Companies that invest in data maturity and AI-enabled analysis, on the other hand, can demonstrate a clear, positive return on investment from their data stack. Strategic integration of artificial intelligence enables companies to generate deeper, more valuable analysis, hyper‑personalize their offerings around customers' behaviors and preferences, predict the behavior of future customers, and more.

Let’s dive into the specific AI-powered strategies we use at Brooklyn Data to maximize the value of our customers’ data stack.

RFM (Recency, Frequency, Monetary) Analysis

  • Recency, Frequency, Monetary Analysis is the process of studying behavioral data to segment customers based on engagement and spending patterns. Deploying AI tools to conduct this analysis can help you develop a deeper understanding of customer value tiers and plan marketing spend appropriately.

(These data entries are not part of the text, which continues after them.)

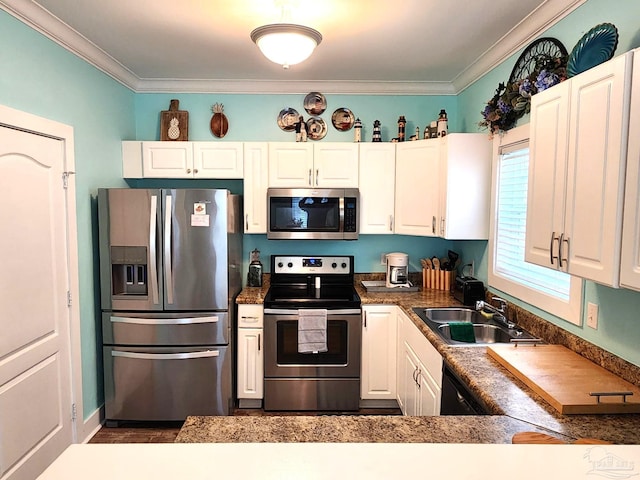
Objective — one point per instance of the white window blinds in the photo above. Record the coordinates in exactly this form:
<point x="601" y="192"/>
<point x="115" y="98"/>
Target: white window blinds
<point x="511" y="215"/>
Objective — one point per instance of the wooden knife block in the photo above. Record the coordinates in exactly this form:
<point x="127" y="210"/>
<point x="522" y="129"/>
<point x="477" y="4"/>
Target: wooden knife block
<point x="437" y="279"/>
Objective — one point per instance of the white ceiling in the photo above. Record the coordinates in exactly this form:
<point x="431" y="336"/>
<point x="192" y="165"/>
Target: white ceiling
<point x="369" y="46"/>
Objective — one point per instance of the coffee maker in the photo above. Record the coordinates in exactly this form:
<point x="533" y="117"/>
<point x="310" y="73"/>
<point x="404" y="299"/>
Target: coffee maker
<point x="397" y="270"/>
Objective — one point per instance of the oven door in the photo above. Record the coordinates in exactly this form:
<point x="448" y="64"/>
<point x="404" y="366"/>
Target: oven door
<point x="342" y="359"/>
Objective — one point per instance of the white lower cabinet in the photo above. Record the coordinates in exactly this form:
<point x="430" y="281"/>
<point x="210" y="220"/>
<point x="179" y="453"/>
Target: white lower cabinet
<point x="419" y="371"/>
<point x="379" y="339"/>
<point x="250" y="365"/>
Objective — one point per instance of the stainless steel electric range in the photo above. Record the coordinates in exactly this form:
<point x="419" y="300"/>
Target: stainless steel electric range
<point x="319" y="380"/>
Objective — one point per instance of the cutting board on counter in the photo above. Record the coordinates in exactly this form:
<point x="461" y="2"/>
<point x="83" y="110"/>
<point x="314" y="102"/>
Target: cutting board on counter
<point x="565" y="379"/>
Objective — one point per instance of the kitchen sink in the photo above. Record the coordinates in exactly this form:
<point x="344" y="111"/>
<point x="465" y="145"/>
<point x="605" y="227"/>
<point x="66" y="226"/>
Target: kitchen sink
<point x="486" y="330"/>
<point x="446" y="315"/>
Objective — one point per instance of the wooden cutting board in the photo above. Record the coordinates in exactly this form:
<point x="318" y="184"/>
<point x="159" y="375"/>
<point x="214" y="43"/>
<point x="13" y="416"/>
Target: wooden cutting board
<point x="565" y="379"/>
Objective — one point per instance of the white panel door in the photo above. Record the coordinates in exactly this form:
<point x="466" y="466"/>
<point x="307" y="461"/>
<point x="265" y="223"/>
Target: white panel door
<point x="35" y="360"/>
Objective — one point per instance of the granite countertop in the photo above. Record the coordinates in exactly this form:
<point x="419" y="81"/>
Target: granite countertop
<point x="513" y="406"/>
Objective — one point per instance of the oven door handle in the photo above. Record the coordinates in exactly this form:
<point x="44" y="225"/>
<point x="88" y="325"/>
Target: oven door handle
<point x="288" y="311"/>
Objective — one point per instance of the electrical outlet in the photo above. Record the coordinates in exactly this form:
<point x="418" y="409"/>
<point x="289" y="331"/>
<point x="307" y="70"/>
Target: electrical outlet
<point x="592" y="315"/>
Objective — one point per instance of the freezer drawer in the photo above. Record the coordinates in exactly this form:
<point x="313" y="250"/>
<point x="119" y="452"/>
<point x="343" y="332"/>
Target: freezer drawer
<point x="165" y="329"/>
<point x="166" y="384"/>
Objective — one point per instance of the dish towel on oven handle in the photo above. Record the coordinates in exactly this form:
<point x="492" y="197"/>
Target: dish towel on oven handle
<point x="312" y="330"/>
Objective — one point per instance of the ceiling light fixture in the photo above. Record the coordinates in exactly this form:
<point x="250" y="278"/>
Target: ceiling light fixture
<point x="286" y="43"/>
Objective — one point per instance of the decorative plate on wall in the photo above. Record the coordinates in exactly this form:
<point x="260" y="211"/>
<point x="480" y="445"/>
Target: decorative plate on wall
<point x="595" y="47"/>
<point x="316" y="128"/>
<point x="315" y="103"/>
<point x="537" y="51"/>
<point x="342" y="119"/>
<point x="287" y="119"/>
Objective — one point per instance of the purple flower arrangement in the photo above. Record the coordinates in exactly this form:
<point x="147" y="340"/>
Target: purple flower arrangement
<point x="513" y="100"/>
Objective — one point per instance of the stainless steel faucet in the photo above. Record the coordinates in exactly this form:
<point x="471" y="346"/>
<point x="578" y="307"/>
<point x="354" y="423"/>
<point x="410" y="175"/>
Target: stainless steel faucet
<point x="500" y="313"/>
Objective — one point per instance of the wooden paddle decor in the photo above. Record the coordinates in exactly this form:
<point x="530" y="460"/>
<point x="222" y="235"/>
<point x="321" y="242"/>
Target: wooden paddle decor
<point x="219" y="122"/>
<point x="174" y="123"/>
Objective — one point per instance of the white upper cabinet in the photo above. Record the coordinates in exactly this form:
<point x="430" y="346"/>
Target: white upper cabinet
<point x="443" y="187"/>
<point x="630" y="260"/>
<point x="256" y="179"/>
<point x="182" y="159"/>
<point x="377" y="187"/>
<point x="577" y="170"/>
<point x="218" y="160"/>
<point x="307" y="165"/>
<point x="417" y="188"/>
<point x="465" y="186"/>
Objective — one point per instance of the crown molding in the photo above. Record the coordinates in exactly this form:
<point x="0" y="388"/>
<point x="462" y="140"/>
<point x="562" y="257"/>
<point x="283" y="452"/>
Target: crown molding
<point x="42" y="21"/>
<point x="545" y="16"/>
<point x="352" y="87"/>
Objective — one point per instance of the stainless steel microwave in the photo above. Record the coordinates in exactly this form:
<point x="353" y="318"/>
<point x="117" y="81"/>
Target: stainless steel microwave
<point x="312" y="213"/>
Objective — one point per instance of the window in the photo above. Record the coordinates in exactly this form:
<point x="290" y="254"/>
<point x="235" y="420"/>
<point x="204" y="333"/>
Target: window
<point x="553" y="291"/>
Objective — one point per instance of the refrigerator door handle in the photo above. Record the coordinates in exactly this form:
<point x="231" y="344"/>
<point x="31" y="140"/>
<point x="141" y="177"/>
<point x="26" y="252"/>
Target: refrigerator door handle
<point x="166" y="356"/>
<point x="164" y="321"/>
<point x="153" y="246"/>
<point x="167" y="249"/>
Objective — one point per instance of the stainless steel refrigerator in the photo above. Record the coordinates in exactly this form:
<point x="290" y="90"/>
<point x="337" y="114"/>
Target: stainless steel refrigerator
<point x="170" y="269"/>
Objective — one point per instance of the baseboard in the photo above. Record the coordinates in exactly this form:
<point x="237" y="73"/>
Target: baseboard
<point x="372" y="403"/>
<point x="91" y="425"/>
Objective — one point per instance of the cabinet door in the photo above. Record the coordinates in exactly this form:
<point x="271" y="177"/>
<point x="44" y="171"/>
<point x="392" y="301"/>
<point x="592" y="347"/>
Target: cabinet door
<point x="379" y="337"/>
<point x="167" y="159"/>
<point x="428" y="397"/>
<point x="599" y="113"/>
<point x="409" y="386"/>
<point x="291" y="164"/>
<point x="630" y="259"/>
<point x="250" y="363"/>
<point x="256" y="180"/>
<point x="335" y="165"/>
<point x="465" y="177"/>
<point x="377" y="187"/>
<point x="547" y="174"/>
<point x="217" y="160"/>
<point x="417" y="187"/>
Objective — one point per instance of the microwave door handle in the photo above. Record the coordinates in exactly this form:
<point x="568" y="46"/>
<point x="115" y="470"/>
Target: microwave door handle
<point x="167" y="248"/>
<point x="153" y="247"/>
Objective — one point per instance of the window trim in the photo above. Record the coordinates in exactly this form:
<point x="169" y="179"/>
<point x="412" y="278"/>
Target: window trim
<point x="569" y="311"/>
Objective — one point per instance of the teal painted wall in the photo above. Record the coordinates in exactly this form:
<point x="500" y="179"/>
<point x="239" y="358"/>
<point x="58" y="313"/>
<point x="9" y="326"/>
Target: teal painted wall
<point x="41" y="78"/>
<point x="619" y="323"/>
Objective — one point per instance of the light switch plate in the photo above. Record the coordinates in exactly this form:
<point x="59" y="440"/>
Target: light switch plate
<point x="592" y="315"/>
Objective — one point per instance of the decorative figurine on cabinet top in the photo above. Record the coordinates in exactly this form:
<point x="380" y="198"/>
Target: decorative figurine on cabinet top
<point x="174" y="123"/>
<point x="219" y="122"/>
<point x="358" y="130"/>
<point x="377" y="137"/>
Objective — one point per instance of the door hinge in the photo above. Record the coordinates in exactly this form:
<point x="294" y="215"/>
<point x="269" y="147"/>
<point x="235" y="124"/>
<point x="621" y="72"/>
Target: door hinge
<point x="65" y="179"/>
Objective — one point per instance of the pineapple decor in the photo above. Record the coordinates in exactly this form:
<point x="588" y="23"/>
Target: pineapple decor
<point x="174" y="123"/>
<point x="219" y="122"/>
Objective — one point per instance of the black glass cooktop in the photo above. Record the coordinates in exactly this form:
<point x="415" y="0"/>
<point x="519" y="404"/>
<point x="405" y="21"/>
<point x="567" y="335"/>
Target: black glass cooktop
<point x="327" y="296"/>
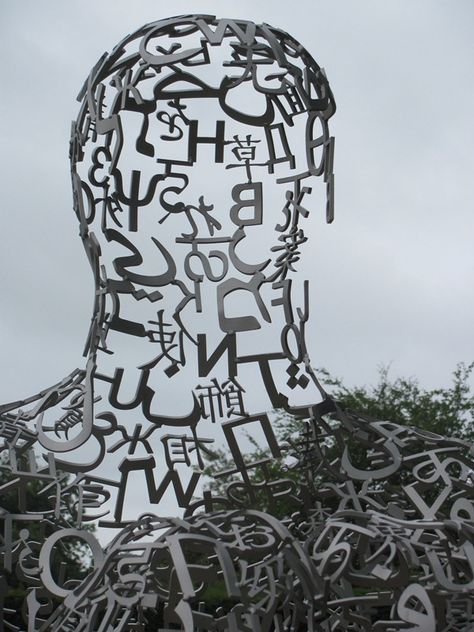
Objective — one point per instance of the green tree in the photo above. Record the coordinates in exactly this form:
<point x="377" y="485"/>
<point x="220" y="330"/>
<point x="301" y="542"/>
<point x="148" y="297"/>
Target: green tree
<point x="446" y="411"/>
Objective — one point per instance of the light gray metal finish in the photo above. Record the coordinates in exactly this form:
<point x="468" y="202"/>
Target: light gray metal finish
<point x="340" y="546"/>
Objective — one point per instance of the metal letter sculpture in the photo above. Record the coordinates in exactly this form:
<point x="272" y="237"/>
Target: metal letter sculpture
<point x="199" y="147"/>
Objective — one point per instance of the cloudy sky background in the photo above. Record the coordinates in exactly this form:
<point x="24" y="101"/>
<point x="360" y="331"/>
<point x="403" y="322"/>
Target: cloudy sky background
<point x="391" y="278"/>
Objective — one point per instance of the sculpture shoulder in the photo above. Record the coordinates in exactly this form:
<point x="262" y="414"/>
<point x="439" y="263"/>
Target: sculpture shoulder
<point x="59" y="400"/>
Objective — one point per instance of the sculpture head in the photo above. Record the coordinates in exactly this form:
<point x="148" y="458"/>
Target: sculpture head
<point x="193" y="135"/>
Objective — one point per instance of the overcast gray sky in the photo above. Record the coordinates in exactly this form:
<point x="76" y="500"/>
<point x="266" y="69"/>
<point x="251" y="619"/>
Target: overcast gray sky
<point x="392" y="277"/>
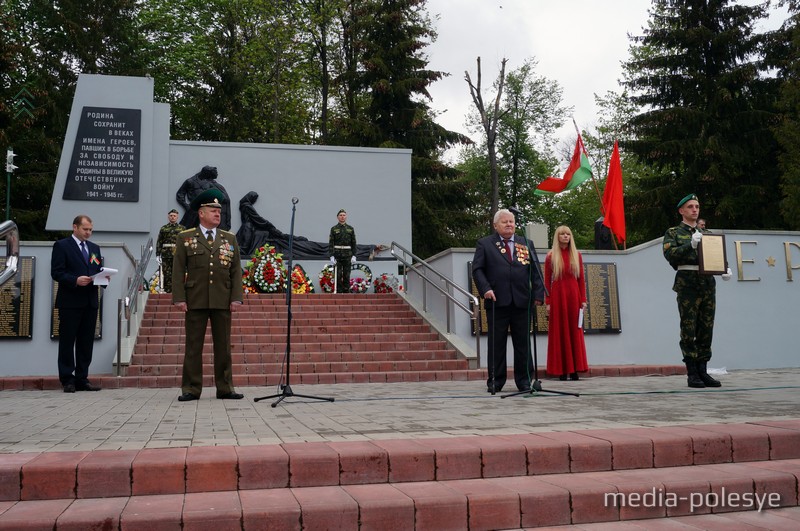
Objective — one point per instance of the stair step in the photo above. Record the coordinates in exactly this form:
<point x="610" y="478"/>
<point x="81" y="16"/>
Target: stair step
<point x="458" y="483"/>
<point x="703" y="454"/>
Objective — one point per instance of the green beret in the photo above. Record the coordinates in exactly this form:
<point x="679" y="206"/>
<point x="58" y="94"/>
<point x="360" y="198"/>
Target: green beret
<point x="211" y="197"/>
<point x="687" y="198"/>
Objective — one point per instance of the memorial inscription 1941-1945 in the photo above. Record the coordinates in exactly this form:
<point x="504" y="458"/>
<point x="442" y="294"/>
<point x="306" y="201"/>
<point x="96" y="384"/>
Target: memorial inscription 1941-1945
<point x="105" y="157"/>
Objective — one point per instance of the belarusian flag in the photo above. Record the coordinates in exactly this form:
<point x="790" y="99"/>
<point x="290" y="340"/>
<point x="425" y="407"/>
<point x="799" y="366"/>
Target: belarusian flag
<point x="577" y="172"/>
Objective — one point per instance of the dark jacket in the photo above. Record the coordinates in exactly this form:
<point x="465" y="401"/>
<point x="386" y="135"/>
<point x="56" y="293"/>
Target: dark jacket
<point x="510" y="281"/>
<point x="66" y="265"/>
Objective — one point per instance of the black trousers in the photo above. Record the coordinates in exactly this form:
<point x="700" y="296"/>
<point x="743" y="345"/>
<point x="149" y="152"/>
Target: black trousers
<point x="516" y="319"/>
<point x="75" y="344"/>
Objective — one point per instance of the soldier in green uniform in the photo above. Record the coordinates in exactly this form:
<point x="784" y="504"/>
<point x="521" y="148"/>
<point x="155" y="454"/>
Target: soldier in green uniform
<point x="696" y="293"/>
<point x="207" y="285"/>
<point x="165" y="249"/>
<point x="342" y="248"/>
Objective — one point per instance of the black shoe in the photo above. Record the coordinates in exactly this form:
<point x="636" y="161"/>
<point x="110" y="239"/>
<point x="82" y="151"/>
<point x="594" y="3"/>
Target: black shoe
<point x="188" y="397"/>
<point x="230" y="396"/>
<point x="702" y="372"/>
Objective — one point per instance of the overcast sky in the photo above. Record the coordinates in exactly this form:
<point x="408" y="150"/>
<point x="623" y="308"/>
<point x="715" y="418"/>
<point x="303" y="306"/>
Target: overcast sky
<point x="578" y="43"/>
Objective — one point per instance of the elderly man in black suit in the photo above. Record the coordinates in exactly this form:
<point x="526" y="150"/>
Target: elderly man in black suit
<point x="73" y="263"/>
<point x="503" y="272"/>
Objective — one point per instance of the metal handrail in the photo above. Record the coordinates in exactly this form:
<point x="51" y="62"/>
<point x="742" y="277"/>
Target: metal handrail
<point x="423" y="268"/>
<point x="9" y="232"/>
<point x="130" y="304"/>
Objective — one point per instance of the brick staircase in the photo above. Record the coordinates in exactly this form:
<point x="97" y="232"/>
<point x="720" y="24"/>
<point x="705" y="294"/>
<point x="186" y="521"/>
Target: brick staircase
<point x="353" y="338"/>
<point x="345" y="338"/>
<point x="705" y="476"/>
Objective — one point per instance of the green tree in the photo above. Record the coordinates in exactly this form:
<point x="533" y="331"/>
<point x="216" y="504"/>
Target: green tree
<point x="784" y="55"/>
<point x="389" y="110"/>
<point x="706" y="113"/>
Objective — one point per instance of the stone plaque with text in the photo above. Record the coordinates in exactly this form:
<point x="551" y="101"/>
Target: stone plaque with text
<point x="16" y="301"/>
<point x="106" y="155"/>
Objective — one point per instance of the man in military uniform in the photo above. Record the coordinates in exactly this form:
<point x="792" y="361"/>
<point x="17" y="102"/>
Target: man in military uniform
<point x="207" y="285"/>
<point x="342" y="248"/>
<point x="696" y="293"/>
<point x="165" y="247"/>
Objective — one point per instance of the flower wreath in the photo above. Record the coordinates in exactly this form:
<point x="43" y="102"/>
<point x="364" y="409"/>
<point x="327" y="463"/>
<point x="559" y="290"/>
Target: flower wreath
<point x="327" y="279"/>
<point x="359" y="284"/>
<point x="300" y="282"/>
<point x="387" y="283"/>
<point x="266" y="272"/>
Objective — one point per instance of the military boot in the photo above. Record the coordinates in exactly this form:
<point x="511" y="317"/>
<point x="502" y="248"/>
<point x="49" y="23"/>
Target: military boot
<point x="693" y="377"/>
<point x="702" y="367"/>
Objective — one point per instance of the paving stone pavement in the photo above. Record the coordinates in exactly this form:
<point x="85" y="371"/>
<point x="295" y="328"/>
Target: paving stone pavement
<point x="117" y="419"/>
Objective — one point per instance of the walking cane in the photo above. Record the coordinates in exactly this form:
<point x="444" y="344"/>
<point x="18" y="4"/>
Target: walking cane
<point x="491" y="350"/>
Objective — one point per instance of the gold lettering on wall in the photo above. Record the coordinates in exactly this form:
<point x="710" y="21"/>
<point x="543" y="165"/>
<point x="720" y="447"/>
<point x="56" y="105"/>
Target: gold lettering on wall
<point x="788" y="251"/>
<point x="741" y="261"/>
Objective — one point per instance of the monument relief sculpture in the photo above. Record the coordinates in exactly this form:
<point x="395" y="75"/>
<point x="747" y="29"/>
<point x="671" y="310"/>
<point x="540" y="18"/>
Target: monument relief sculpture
<point x="257" y="230"/>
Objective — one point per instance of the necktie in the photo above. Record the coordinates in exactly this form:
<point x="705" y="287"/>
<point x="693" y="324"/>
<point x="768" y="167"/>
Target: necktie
<point x="508" y="250"/>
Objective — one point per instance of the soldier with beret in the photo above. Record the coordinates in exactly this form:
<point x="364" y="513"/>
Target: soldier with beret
<point x="207" y="285"/>
<point x="342" y="249"/>
<point x="165" y="248"/>
<point x="696" y="293"/>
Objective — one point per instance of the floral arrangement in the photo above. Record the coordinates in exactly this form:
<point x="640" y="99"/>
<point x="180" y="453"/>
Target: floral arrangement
<point x="265" y="272"/>
<point x="387" y="283"/>
<point x="327" y="279"/>
<point x="300" y="281"/>
<point x="360" y="284"/>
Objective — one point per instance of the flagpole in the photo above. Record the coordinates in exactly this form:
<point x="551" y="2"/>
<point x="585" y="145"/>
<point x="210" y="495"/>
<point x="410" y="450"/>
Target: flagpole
<point x="596" y="187"/>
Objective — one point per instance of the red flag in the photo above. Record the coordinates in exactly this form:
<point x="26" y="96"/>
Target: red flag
<point x="613" y="202"/>
<point x="577" y="172"/>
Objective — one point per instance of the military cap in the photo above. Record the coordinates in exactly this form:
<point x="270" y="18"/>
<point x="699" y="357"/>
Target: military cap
<point x="211" y="198"/>
<point x="687" y="198"/>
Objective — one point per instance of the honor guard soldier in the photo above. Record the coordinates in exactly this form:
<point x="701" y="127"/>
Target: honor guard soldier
<point x="165" y="249"/>
<point x="207" y="285"/>
<point x="696" y="293"/>
<point x="342" y="248"/>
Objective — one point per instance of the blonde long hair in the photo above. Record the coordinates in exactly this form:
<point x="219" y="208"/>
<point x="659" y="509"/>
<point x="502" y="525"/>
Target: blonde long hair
<point x="555" y="254"/>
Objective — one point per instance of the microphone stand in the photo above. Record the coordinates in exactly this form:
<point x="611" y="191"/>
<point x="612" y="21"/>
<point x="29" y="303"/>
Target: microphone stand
<point x="536" y="385"/>
<point x="286" y="390"/>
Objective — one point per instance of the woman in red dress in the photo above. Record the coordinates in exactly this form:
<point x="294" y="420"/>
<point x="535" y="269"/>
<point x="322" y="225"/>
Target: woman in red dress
<point x="563" y="278"/>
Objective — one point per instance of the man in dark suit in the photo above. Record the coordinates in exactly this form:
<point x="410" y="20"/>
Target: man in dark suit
<point x="207" y="285"/>
<point x="73" y="263"/>
<point x="502" y="270"/>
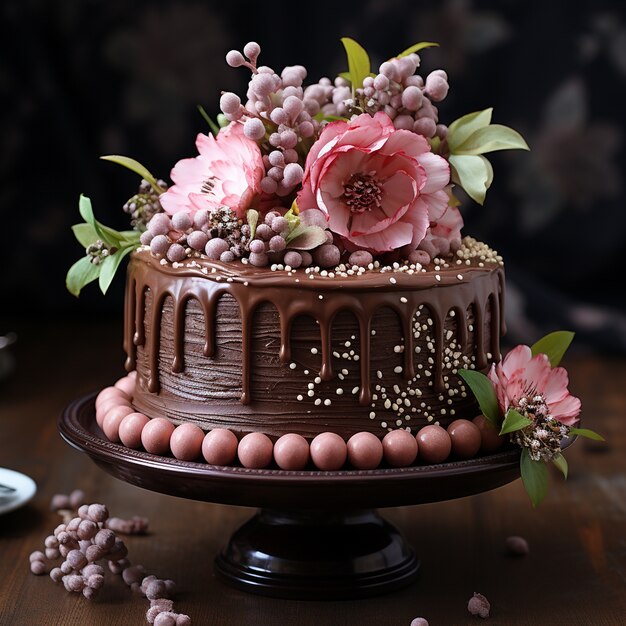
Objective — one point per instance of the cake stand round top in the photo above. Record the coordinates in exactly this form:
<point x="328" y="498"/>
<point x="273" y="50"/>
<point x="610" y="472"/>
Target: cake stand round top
<point x="345" y="489"/>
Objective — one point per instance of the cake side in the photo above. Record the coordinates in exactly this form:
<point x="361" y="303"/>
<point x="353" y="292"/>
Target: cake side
<point x="252" y="349"/>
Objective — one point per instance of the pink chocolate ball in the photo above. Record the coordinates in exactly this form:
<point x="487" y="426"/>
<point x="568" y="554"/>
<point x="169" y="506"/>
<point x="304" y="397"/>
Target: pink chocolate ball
<point x="328" y="451"/>
<point x="255" y="450"/>
<point x="186" y="442"/>
<point x="365" y="450"/>
<point x="465" y="437"/>
<point x="156" y="434"/>
<point x="434" y="444"/>
<point x="291" y="452"/>
<point x="113" y="419"/>
<point x="111" y="393"/>
<point x="127" y="385"/>
<point x="400" y="448"/>
<point x="490" y="439"/>
<point x="219" y="447"/>
<point x="130" y="429"/>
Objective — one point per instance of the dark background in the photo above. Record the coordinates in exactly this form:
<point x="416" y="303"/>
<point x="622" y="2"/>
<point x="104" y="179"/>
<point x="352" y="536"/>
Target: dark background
<point x="79" y="79"/>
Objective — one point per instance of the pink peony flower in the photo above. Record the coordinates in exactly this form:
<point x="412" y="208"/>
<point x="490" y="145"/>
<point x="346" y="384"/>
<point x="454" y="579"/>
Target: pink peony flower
<point x="227" y="172"/>
<point x="522" y="380"/>
<point x="380" y="187"/>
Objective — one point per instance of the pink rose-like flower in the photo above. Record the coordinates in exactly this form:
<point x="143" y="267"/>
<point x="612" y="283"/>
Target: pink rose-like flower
<point x="521" y="378"/>
<point x="380" y="187"/>
<point x="227" y="172"/>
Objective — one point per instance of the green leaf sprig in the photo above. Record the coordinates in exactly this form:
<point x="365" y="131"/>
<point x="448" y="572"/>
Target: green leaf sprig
<point x="118" y="244"/>
<point x="471" y="136"/>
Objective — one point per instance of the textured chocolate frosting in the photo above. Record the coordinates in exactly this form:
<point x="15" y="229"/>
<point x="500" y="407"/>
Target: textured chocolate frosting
<point x="251" y="349"/>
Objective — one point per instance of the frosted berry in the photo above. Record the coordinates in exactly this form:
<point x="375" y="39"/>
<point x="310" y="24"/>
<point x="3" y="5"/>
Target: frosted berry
<point x="181" y="220"/>
<point x="159" y="245"/>
<point x="215" y="247"/>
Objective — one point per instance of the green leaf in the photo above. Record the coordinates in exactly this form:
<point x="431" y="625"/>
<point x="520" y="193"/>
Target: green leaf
<point x="358" y="62"/>
<point x="491" y="138"/>
<point x="134" y="166"/>
<point x="585" y="432"/>
<point x="109" y="267"/>
<point x="485" y="394"/>
<point x="85" y="234"/>
<point x="80" y="274"/>
<point x="212" y="125"/>
<point x="554" y="345"/>
<point x="462" y="128"/>
<point x="534" y="477"/>
<point x="252" y="217"/>
<point x="417" y="47"/>
<point x="561" y="464"/>
<point x="514" y="421"/>
<point x="306" y="237"/>
<point x="472" y="173"/>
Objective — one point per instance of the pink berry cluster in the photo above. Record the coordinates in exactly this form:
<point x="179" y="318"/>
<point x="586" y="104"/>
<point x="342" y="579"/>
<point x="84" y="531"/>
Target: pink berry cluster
<point x="277" y="114"/>
<point x="327" y="451"/>
<point x="88" y="537"/>
<point x="218" y="234"/>
<point x="405" y="96"/>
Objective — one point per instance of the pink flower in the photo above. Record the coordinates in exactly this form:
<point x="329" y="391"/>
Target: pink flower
<point x="522" y="379"/>
<point x="380" y="187"/>
<point x="227" y="172"/>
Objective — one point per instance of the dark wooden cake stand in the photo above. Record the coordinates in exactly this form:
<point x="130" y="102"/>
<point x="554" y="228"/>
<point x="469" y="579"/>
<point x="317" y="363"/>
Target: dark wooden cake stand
<point x="317" y="535"/>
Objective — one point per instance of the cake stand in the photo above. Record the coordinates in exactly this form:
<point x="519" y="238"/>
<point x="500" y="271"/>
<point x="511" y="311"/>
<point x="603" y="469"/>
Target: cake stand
<point x="317" y="535"/>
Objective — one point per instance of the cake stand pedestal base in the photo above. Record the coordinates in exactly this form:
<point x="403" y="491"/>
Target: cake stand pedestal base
<point x="317" y="555"/>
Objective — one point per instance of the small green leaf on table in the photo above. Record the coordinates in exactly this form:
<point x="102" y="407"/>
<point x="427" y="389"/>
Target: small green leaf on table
<point x="534" y="477"/>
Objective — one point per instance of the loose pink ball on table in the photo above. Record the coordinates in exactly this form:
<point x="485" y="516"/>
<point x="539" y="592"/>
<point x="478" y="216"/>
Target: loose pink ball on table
<point x="112" y="420"/>
<point x="434" y="444"/>
<point x="465" y="437"/>
<point x="490" y="439"/>
<point x="365" y="450"/>
<point x="219" y="447"/>
<point x="399" y="448"/>
<point x="130" y="429"/>
<point x="156" y="434"/>
<point x="186" y="442"/>
<point x="291" y="452"/>
<point x="328" y="451"/>
<point x="109" y="393"/>
<point x="255" y="451"/>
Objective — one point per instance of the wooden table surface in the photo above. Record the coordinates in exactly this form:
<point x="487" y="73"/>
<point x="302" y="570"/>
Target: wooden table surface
<point x="575" y="572"/>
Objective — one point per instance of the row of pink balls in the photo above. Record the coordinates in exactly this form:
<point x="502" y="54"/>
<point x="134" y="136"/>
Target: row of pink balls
<point x="327" y="451"/>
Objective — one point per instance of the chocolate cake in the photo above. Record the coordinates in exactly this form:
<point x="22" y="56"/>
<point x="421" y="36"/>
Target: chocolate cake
<point x="251" y="349"/>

MBA (Market Basket Analysis) & Recommendations

  • Market Basket Analysis suggests products that are often bought together and surfaces personalized recommendations, and is one of the most ubiquitous applications of AI in modern marketing. Utilizing AI for MBA and recommendations enables you to drive incremental purchases from customers and increase their lifetime value over time.

MMM (Marketing Mix Modeling)

  • Marketing Mix Modeling provides an aggregate view of channel performance in relation to defined business outcomes. This provides a holistic view of your marketing spend, where it’s working, and where it isn’t. Supercharging this analysis with AI can assess marketing effectiveness and optimize budget allocation.


​Unlock the value of your data with AI

​Brooklyn Data can help you optimize your data infrastructure and unleash its true potential with artificial intelligence.

Churn Prediction

  • Churn prediction seeks out customers who are likely to lapse, allowing for proactive retention outreach. Churn is a brand killer, and capturing new customers is far more expensive than retaining existing ones. Applying advanced AI to this analysis can result in massive marketing savings.

pLTV

  • Predictive Lifetime Value utilizes historical spending patterns to forecast future revenue potential. A practical application of AI to this analysis enables you to uncover the unique attributes of your current customers and use those to determine the value of prospects, allocating marketing dollars to those with the highest potential value.

Lead scoring

  • Lead scoring predicts conversion likelihood based on the similarity of a prospect to high-value past customers. Utilizing AI to enhance this process can help you better prioritize acquisition efforts and avoid wasting valuable resources on leads that are unlikely to convert.

Cluster analysis

  • Cluster analysis groups customers based on their intrinsic attributes and behaviors. This can reveal hidden customer segments that manual data analysis can typically miss, but adds incredible value to your marketing strategy.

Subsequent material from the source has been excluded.